Le guide nepalesi hanno iniziato un movimento di protesta dopo la morte di 13 sherpa venerdì scorso, sotto una valanga sul monte Everest. Chiedono condizioni di lavoro più sicure.

E’ stato il dramma di troppo. All’apertura della stagione delle scalate sull’Himalaya e quattro giorni dopo la morte di 13 sherpa sotto una valanga sul monte Everest, i loro colleghi minacciano di non più scalare la mitica vetta.
Ritengono che i 440 dollari proposti dal governo del Nepal quale indennità alle famiglie delle vittime siano un insulto e chiedono la creazione di un fondo di sostegno.

Il funerale di uno dei sherpa morti venerdì sull'Everest.
Il funerale di uno dei sherpa morti venerdì sull’Everest.

Gli sherpa sono aiuti essenziali per chi scala le vette della catena montuosa dell’Himalaya.
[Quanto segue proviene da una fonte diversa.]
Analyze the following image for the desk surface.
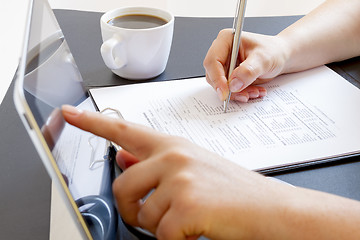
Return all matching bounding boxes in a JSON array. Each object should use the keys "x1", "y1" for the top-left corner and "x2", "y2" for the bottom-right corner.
[
  {"x1": 1, "y1": 1, "x2": 330, "y2": 239},
  {"x1": 1, "y1": 0, "x2": 325, "y2": 105}
]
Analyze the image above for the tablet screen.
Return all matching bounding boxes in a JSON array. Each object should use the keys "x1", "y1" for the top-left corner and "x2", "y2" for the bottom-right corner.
[{"x1": 19, "y1": 0, "x2": 115, "y2": 239}]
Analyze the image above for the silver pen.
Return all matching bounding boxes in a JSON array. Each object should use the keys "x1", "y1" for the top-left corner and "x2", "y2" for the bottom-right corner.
[{"x1": 224, "y1": 0, "x2": 247, "y2": 113}]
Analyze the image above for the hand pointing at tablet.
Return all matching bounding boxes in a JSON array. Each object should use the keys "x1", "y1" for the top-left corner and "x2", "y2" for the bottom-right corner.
[
  {"x1": 61, "y1": 0, "x2": 360, "y2": 238},
  {"x1": 62, "y1": 105, "x2": 360, "y2": 240}
]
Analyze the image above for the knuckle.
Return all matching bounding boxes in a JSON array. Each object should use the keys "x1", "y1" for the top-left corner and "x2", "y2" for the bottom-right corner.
[
  {"x1": 203, "y1": 58, "x2": 210, "y2": 69},
  {"x1": 260, "y1": 52, "x2": 272, "y2": 67},
  {"x1": 156, "y1": 140, "x2": 196, "y2": 167},
  {"x1": 113, "y1": 119, "x2": 129, "y2": 131},
  {"x1": 161, "y1": 148, "x2": 190, "y2": 166},
  {"x1": 112, "y1": 176, "x2": 126, "y2": 200},
  {"x1": 241, "y1": 63, "x2": 257, "y2": 79},
  {"x1": 174, "y1": 170, "x2": 194, "y2": 186},
  {"x1": 205, "y1": 74, "x2": 212, "y2": 85},
  {"x1": 203, "y1": 56, "x2": 211, "y2": 68},
  {"x1": 218, "y1": 28, "x2": 231, "y2": 38},
  {"x1": 203, "y1": 49, "x2": 216, "y2": 69}
]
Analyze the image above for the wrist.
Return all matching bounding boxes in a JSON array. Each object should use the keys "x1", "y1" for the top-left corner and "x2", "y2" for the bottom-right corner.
[{"x1": 274, "y1": 33, "x2": 294, "y2": 75}]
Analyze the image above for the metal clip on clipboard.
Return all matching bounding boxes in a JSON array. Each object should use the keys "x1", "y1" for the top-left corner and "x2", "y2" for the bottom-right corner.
[
  {"x1": 87, "y1": 107, "x2": 123, "y2": 170},
  {"x1": 75, "y1": 108, "x2": 123, "y2": 239}
]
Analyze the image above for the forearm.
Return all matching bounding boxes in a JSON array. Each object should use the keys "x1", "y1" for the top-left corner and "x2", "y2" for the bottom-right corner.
[
  {"x1": 268, "y1": 186, "x2": 360, "y2": 239},
  {"x1": 207, "y1": 174, "x2": 360, "y2": 239},
  {"x1": 278, "y1": 0, "x2": 360, "y2": 74}
]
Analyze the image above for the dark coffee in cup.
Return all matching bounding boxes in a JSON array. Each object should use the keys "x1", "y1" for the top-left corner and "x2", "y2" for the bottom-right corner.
[{"x1": 107, "y1": 14, "x2": 168, "y2": 29}]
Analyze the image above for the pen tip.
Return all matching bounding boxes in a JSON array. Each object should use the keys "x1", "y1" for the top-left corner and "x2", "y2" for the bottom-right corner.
[{"x1": 223, "y1": 93, "x2": 231, "y2": 113}]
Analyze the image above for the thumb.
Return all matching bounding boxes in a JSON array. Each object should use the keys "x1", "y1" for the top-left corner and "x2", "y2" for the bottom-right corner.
[
  {"x1": 229, "y1": 54, "x2": 265, "y2": 93},
  {"x1": 116, "y1": 149, "x2": 140, "y2": 170}
]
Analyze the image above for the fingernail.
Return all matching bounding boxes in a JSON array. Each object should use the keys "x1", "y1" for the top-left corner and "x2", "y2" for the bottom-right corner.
[
  {"x1": 259, "y1": 89, "x2": 267, "y2": 97},
  {"x1": 229, "y1": 78, "x2": 244, "y2": 92},
  {"x1": 235, "y1": 95, "x2": 248, "y2": 103},
  {"x1": 116, "y1": 152, "x2": 126, "y2": 170},
  {"x1": 62, "y1": 105, "x2": 82, "y2": 116},
  {"x1": 249, "y1": 91, "x2": 259, "y2": 98},
  {"x1": 216, "y1": 88, "x2": 223, "y2": 101}
]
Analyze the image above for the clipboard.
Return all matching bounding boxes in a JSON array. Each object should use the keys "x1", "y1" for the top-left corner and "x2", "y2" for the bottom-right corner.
[{"x1": 55, "y1": 9, "x2": 360, "y2": 175}]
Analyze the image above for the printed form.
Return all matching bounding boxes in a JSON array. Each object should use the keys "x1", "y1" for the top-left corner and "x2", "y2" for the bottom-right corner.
[{"x1": 90, "y1": 66, "x2": 360, "y2": 171}]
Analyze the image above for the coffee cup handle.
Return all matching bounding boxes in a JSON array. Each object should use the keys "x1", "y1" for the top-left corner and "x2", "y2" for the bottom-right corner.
[{"x1": 100, "y1": 35, "x2": 126, "y2": 70}]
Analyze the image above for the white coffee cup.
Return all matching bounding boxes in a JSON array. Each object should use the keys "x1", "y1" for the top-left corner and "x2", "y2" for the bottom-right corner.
[{"x1": 100, "y1": 7, "x2": 174, "y2": 80}]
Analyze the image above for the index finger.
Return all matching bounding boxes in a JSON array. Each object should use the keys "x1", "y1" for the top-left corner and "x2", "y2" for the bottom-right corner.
[
  {"x1": 61, "y1": 105, "x2": 165, "y2": 160},
  {"x1": 203, "y1": 29, "x2": 233, "y2": 100}
]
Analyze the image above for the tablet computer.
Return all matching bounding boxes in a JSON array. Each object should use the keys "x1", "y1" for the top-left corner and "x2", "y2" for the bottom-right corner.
[{"x1": 13, "y1": 0, "x2": 155, "y2": 239}]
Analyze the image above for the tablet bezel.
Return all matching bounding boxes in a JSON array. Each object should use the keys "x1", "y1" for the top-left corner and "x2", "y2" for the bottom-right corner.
[{"x1": 13, "y1": 0, "x2": 93, "y2": 239}]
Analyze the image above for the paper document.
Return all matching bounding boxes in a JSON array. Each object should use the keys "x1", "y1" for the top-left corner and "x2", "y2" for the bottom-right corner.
[{"x1": 89, "y1": 66, "x2": 360, "y2": 171}]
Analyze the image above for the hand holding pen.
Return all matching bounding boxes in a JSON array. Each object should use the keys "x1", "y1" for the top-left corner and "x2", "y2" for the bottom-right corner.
[{"x1": 204, "y1": 0, "x2": 290, "y2": 109}]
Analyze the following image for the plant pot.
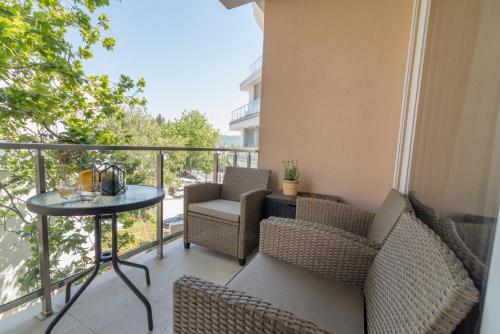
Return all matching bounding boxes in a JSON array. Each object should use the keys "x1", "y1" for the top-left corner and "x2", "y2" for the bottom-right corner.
[{"x1": 283, "y1": 180, "x2": 299, "y2": 196}]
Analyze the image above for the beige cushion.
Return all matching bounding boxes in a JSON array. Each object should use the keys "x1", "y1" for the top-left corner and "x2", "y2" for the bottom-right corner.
[
  {"x1": 188, "y1": 199, "x2": 240, "y2": 223},
  {"x1": 367, "y1": 189, "x2": 413, "y2": 244},
  {"x1": 364, "y1": 212, "x2": 479, "y2": 334},
  {"x1": 228, "y1": 253, "x2": 364, "y2": 334}
]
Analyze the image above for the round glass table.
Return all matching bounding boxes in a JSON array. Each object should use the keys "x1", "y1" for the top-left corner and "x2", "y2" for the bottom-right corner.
[{"x1": 27, "y1": 185, "x2": 165, "y2": 334}]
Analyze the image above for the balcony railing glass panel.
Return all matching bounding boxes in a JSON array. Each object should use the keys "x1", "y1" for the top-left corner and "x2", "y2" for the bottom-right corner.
[
  {"x1": 249, "y1": 56, "x2": 263, "y2": 74},
  {"x1": 0, "y1": 143, "x2": 258, "y2": 317},
  {"x1": 231, "y1": 98, "x2": 261, "y2": 123}
]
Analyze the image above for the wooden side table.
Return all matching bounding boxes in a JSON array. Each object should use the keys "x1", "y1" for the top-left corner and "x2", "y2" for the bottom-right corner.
[{"x1": 264, "y1": 191, "x2": 339, "y2": 219}]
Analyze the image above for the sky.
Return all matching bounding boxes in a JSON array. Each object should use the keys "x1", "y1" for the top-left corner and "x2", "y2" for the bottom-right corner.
[{"x1": 79, "y1": 0, "x2": 263, "y2": 135}]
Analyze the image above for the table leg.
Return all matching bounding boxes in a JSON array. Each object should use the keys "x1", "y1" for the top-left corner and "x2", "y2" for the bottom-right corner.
[
  {"x1": 45, "y1": 216, "x2": 102, "y2": 334},
  {"x1": 116, "y1": 259, "x2": 151, "y2": 285},
  {"x1": 111, "y1": 213, "x2": 153, "y2": 331},
  {"x1": 65, "y1": 268, "x2": 93, "y2": 303}
]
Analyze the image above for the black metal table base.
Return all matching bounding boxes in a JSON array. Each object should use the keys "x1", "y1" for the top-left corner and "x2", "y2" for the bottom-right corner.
[{"x1": 45, "y1": 214, "x2": 153, "y2": 334}]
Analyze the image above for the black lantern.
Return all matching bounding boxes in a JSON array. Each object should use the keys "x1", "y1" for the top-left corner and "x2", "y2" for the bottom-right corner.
[{"x1": 93, "y1": 163, "x2": 126, "y2": 196}]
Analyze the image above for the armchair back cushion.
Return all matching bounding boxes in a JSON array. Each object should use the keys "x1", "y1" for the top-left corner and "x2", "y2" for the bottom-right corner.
[
  {"x1": 364, "y1": 212, "x2": 479, "y2": 334},
  {"x1": 367, "y1": 189, "x2": 413, "y2": 244},
  {"x1": 220, "y1": 167, "x2": 271, "y2": 202}
]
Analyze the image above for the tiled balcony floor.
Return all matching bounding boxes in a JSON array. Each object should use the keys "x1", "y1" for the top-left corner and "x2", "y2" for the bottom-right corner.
[{"x1": 0, "y1": 237, "x2": 245, "y2": 334}]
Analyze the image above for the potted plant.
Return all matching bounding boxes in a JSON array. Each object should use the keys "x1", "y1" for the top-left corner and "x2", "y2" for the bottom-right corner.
[{"x1": 282, "y1": 160, "x2": 299, "y2": 196}]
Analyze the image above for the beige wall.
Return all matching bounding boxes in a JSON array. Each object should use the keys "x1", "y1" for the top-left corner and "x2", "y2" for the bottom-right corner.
[
  {"x1": 258, "y1": 0, "x2": 413, "y2": 210},
  {"x1": 410, "y1": 0, "x2": 500, "y2": 218}
]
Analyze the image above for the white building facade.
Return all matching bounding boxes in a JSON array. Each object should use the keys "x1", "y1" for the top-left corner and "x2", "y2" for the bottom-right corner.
[
  {"x1": 228, "y1": 1, "x2": 264, "y2": 149},
  {"x1": 229, "y1": 56, "x2": 262, "y2": 148}
]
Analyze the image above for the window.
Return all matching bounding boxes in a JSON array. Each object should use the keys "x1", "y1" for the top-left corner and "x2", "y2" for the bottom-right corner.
[
  {"x1": 408, "y1": 0, "x2": 500, "y2": 331},
  {"x1": 253, "y1": 82, "x2": 262, "y2": 100}
]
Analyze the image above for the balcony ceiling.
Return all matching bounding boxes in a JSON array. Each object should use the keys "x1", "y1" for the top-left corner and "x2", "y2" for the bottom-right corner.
[{"x1": 219, "y1": 0, "x2": 253, "y2": 9}]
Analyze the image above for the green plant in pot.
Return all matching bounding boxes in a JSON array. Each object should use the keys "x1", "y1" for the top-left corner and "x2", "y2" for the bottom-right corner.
[{"x1": 283, "y1": 160, "x2": 299, "y2": 196}]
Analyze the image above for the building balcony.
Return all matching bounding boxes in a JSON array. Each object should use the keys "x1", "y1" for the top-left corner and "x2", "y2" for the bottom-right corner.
[
  {"x1": 229, "y1": 98, "x2": 260, "y2": 131},
  {"x1": 240, "y1": 56, "x2": 262, "y2": 91},
  {"x1": 249, "y1": 56, "x2": 263, "y2": 75},
  {"x1": 0, "y1": 142, "x2": 259, "y2": 333},
  {"x1": 1, "y1": 0, "x2": 500, "y2": 331}
]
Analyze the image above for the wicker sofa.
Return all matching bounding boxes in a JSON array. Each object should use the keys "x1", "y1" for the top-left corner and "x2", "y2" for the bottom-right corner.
[
  {"x1": 173, "y1": 191, "x2": 479, "y2": 334},
  {"x1": 183, "y1": 167, "x2": 271, "y2": 265},
  {"x1": 409, "y1": 192, "x2": 493, "y2": 290}
]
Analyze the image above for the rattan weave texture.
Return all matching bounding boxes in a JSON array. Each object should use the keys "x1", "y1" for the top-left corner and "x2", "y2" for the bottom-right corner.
[
  {"x1": 221, "y1": 167, "x2": 271, "y2": 202},
  {"x1": 365, "y1": 212, "x2": 479, "y2": 334},
  {"x1": 173, "y1": 275, "x2": 330, "y2": 334},
  {"x1": 409, "y1": 192, "x2": 489, "y2": 288},
  {"x1": 184, "y1": 168, "x2": 271, "y2": 261},
  {"x1": 296, "y1": 197, "x2": 374, "y2": 236},
  {"x1": 260, "y1": 217, "x2": 379, "y2": 288}
]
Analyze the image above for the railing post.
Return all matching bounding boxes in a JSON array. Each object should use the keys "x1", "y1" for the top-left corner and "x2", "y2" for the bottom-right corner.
[
  {"x1": 156, "y1": 151, "x2": 164, "y2": 259},
  {"x1": 213, "y1": 152, "x2": 219, "y2": 183},
  {"x1": 246, "y1": 152, "x2": 252, "y2": 168},
  {"x1": 34, "y1": 149, "x2": 52, "y2": 319},
  {"x1": 233, "y1": 152, "x2": 238, "y2": 167}
]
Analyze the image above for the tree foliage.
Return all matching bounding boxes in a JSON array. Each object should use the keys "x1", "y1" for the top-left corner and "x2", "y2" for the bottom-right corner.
[
  {"x1": 163, "y1": 110, "x2": 220, "y2": 174},
  {"x1": 0, "y1": 0, "x2": 151, "y2": 292},
  {"x1": 0, "y1": 0, "x2": 222, "y2": 298},
  {"x1": 0, "y1": 0, "x2": 146, "y2": 144}
]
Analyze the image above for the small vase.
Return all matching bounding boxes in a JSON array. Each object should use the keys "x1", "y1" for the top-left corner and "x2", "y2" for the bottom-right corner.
[{"x1": 283, "y1": 180, "x2": 299, "y2": 196}]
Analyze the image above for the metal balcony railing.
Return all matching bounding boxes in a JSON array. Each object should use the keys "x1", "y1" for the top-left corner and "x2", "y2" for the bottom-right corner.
[
  {"x1": 0, "y1": 142, "x2": 258, "y2": 317},
  {"x1": 249, "y1": 55, "x2": 263, "y2": 74},
  {"x1": 230, "y1": 98, "x2": 261, "y2": 123}
]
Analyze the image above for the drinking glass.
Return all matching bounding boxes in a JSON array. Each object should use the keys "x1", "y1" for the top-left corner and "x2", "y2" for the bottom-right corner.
[
  {"x1": 58, "y1": 180, "x2": 79, "y2": 200},
  {"x1": 79, "y1": 182, "x2": 102, "y2": 201}
]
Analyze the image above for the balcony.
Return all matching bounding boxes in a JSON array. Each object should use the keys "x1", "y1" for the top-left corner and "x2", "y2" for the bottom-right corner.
[
  {"x1": 1, "y1": 0, "x2": 500, "y2": 332},
  {"x1": 0, "y1": 142, "x2": 258, "y2": 333},
  {"x1": 249, "y1": 56, "x2": 263, "y2": 75},
  {"x1": 240, "y1": 56, "x2": 263, "y2": 91},
  {"x1": 229, "y1": 98, "x2": 260, "y2": 130}
]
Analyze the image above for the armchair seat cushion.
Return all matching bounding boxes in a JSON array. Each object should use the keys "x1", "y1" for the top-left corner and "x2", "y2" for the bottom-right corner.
[
  {"x1": 188, "y1": 199, "x2": 240, "y2": 223},
  {"x1": 228, "y1": 253, "x2": 364, "y2": 334}
]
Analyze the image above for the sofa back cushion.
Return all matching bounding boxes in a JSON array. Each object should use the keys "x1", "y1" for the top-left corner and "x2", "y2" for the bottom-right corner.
[
  {"x1": 220, "y1": 167, "x2": 271, "y2": 202},
  {"x1": 364, "y1": 212, "x2": 479, "y2": 334},
  {"x1": 367, "y1": 189, "x2": 413, "y2": 245}
]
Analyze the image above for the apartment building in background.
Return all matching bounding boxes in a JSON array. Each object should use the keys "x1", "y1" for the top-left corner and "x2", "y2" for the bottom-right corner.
[{"x1": 228, "y1": 2, "x2": 263, "y2": 148}]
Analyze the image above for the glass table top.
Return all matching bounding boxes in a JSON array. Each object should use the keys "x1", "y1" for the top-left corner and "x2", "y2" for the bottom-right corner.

Queste guide conoscono perfettamente la montagna e per aiutare gli alpinisti si assumono molti rischi. Trasportano le tende, il materiale e i viveri, riparano le scalette, fissano le corde per un salario che varia da 3’000 a 6’000 dollari a stagione.

“Abbiamo perso cinque membri della nostra squadra. In segno di rispetto non proseguiremo la spedizione – ha dichiarato Lakpa Rita Sherpa, capo dei sherpa dell’agenzia di alpinismo americana Alpine Ascents International. La società ha perso quattro sherpa nella valanga di venerdì ed è senza notizie di un quinto uomo. Anche altre squadre hanno deciso di sospendere le attività per il resto della stagione.

Società come Seven Summit Treks vorrebbero seguire l’esempio ma “abbiamo investito troppo e non possiamo permetterci di sospendere l’attività – ha indicato un membro della squadra. Nella valanga di venerdì, la società ha perso una guida ed è senza notizie di due sherpa.